The pdfrw library currently consists of 16 modules organized into a main package and one sub-package.

The __init__.py module does the usual thing of importing a few major attributes from some of the submodules, and the errors.py module supports logging and exception generation.

PDF ObjectModel support

The objects sub-package contains files (and corresponding modules) for each of the internal representations of the kinds of basic objects that exist in a PDF file, with the objects/__init__.py in that module simply gathering them up and making them available to the main pdfrw package.

One feature that all the PDF object classes have in common is the inclusion of an 'indirect' attribute. If 'indirect' exists and evaluates to True, then when the object is written out, it is written out as an indirect object. That is to say, it is addressable in the PDF file, and could be referenced by any number (including zero) of container objects. This indirect object capability allows PDF files to contain internal circular references.

Ordinary objects

The objects/pdfobject.py module contains the PdfObject class, which is a subclass of str. Any PDF object except the container objects (PdfArray and PdfDict) could be represented by a PdfObject (or a regular string, for that matter), but PDF "string" objects are typically represented separately to distinguish encoded from unencoded strings.

Name objects

The objects/pdfname.py module contains the PdfName singleton object, which will convert a string into a PDF name by prepending a slash. It can be used either by calling it or getting an attribute, e.g.:

        PdfName.Rotate == PdfName('Rotate') == PdfObject('/Rotate')

Currently, this only works with names that don't need to be encoded (that don't incorporate special PDF file characters such as whitespace or delimiters).

String objects

The objects/pdfstring.py module contains the PdfString class, which is a subclass of str that is used to represent encoded strings in a PDF file.

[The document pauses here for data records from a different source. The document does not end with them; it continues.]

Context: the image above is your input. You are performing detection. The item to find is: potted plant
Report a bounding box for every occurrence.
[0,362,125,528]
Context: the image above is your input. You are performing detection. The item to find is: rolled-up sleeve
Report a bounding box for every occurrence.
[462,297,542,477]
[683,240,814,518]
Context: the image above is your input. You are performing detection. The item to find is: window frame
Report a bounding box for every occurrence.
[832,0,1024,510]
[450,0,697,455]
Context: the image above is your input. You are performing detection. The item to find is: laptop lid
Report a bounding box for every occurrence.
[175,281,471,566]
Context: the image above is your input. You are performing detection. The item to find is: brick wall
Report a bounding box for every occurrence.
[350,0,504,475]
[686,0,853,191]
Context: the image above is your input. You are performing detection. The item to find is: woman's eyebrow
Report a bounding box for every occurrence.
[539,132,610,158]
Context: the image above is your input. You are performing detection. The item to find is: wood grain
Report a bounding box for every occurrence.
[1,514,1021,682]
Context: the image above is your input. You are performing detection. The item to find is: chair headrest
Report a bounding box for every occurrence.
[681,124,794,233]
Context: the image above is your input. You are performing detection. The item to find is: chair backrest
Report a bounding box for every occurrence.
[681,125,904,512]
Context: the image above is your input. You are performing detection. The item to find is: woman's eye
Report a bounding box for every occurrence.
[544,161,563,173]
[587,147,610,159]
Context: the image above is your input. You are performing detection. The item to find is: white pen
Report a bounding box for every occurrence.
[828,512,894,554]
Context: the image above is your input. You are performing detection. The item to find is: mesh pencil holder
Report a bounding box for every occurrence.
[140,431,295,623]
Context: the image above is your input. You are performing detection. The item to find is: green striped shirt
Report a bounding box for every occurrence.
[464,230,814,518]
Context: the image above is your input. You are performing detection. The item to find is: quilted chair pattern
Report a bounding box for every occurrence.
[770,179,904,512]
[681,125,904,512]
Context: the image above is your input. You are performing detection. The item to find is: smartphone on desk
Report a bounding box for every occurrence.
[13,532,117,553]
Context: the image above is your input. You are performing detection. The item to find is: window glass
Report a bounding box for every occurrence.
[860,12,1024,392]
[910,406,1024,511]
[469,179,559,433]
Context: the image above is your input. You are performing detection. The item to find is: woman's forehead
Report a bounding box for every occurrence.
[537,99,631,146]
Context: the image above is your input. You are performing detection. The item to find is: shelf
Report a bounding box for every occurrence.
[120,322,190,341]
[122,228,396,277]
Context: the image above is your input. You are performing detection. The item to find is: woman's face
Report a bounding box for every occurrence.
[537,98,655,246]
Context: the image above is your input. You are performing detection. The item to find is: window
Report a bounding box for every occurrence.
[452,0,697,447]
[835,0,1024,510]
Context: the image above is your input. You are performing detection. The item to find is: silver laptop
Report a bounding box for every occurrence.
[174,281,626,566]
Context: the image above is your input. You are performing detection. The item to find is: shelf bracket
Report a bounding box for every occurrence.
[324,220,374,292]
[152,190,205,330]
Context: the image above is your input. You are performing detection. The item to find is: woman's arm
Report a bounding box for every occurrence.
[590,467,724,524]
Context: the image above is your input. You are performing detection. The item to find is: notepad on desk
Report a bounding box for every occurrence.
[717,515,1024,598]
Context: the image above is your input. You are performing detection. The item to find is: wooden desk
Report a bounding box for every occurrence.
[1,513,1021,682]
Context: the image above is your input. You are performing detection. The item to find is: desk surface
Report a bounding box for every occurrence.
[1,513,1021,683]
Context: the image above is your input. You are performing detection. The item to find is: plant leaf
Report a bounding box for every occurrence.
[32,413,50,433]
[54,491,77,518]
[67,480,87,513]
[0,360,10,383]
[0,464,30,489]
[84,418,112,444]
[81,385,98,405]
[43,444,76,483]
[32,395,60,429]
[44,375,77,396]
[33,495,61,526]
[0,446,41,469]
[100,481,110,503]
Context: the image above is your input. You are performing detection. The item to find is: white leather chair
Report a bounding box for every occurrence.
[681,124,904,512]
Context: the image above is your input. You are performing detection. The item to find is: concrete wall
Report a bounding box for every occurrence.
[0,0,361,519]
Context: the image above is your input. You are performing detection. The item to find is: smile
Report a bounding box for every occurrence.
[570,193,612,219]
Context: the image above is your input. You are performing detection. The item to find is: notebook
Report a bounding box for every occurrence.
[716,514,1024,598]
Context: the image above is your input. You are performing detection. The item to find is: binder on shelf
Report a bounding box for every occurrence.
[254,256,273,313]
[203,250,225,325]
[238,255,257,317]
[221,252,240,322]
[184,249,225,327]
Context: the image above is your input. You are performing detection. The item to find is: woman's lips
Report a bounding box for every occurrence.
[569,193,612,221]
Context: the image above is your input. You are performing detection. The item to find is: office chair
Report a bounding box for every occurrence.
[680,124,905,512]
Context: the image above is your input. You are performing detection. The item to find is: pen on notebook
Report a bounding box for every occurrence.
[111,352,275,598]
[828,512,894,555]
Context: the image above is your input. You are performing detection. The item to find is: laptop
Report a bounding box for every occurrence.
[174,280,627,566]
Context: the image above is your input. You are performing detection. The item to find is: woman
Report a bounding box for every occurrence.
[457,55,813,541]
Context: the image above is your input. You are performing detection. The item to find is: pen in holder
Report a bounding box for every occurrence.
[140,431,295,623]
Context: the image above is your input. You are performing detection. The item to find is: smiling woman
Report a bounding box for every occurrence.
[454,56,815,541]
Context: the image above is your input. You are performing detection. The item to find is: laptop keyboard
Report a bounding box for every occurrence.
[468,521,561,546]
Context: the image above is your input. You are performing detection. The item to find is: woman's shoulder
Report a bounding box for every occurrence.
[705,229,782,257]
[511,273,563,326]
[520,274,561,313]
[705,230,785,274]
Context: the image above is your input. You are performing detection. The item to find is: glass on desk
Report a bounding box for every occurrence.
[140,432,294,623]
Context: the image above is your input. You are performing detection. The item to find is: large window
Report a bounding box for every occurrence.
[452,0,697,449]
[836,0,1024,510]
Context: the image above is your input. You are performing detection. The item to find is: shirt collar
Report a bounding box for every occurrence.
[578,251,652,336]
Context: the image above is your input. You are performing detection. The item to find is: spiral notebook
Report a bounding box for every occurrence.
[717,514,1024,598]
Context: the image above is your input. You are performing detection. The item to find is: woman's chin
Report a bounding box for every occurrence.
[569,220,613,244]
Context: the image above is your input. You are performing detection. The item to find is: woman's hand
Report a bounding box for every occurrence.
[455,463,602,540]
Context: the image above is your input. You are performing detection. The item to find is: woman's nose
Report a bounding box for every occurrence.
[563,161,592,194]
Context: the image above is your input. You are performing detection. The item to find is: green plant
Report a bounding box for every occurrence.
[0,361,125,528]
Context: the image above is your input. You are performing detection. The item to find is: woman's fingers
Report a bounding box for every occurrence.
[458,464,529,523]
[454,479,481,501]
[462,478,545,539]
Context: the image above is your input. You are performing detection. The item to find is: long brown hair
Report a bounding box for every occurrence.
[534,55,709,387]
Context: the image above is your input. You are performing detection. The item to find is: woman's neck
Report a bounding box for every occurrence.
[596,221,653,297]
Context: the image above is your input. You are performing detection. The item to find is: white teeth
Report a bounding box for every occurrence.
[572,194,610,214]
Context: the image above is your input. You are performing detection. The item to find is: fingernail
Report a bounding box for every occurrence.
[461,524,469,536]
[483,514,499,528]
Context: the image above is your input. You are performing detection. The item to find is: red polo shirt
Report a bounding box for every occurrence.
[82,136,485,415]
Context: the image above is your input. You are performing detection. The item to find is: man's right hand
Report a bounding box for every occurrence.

The class has encode and decode methods for the strings.

Array objects

The objects/pdfarray.py module contains the PdfArray class, which is a subclass of list that is used to represent arrays in a PDF file. A regular list could be used instead, but use of the PdfArray class allows for an indirect attribute to be set, and also allows for proxying of unresolved indirect objects (that haven't been read in yet) in a manner that is transparent to pdfrw clients.

Dict objects

The objects/pdfdict.py module contains the PdfDict class, which is a subclass of dict that is used to represent dictionaries in a PDF file. A regular dict could be used instead, but use of the PdfDict class allows for many ease of use features:

  • Transparent (from the library client's viewpoint) proxying of unresolved indirect objects
  • Return of None for non-existent keys (like dict.get)
  • Mapping of attribute accesses to the dict itself (pdfdict.Foo == pdfdict['/Foo'])
  • Automatic management of following stream and /Length attributes for content dictionaries
  • Indirect attribute
  • Other attributes may be set for private internal use of the library and/or its clients.

Proxy objects

The objects/pdfindirect.py module contains the PdfIndirect class, which is a non-transparent proxy object for PDF objects that have not yet been read in and resolved from a file. Client code should never see one of these -- they exist inside the PdfArray and PdfDict container types, but are resolved before being returned to a client of those types.

File reading, tokenization and parsing

pdfreader.py contains the PdfReader class, which can read a PDF file (or be passed a file object or already read string) and parse it. It uses the PdfTokens class in tokens.py for low-level tokenization.

The PdfReader class does not, in general, parse into containers (e.g. inside the content streams). There is a proof of concept for doing that inside the examples/rl2 subdirectory, but that is slow and not useful for most applications.

File output

pdfwriter.py contains the PdfWriter class, which can create and output a PDF file.

Advanced features

compress.py and uncompress.py contains compression and decompression functions. Very few filters are currently supported, so an external tool like pdftk might be good if you require the ability to decompress (or, for that matter, decrypt) PDF files.

buildxobj.py contains functions to build FormXObjects out of pages or rectangles on pages.

toreportlab.py provides the makerl function, which will translate pdfrw objects into a format which can be used with reportlab. It is normally used in conjunction with buildxobj, to be able to reuse parts of existing PDFs when using reportlab.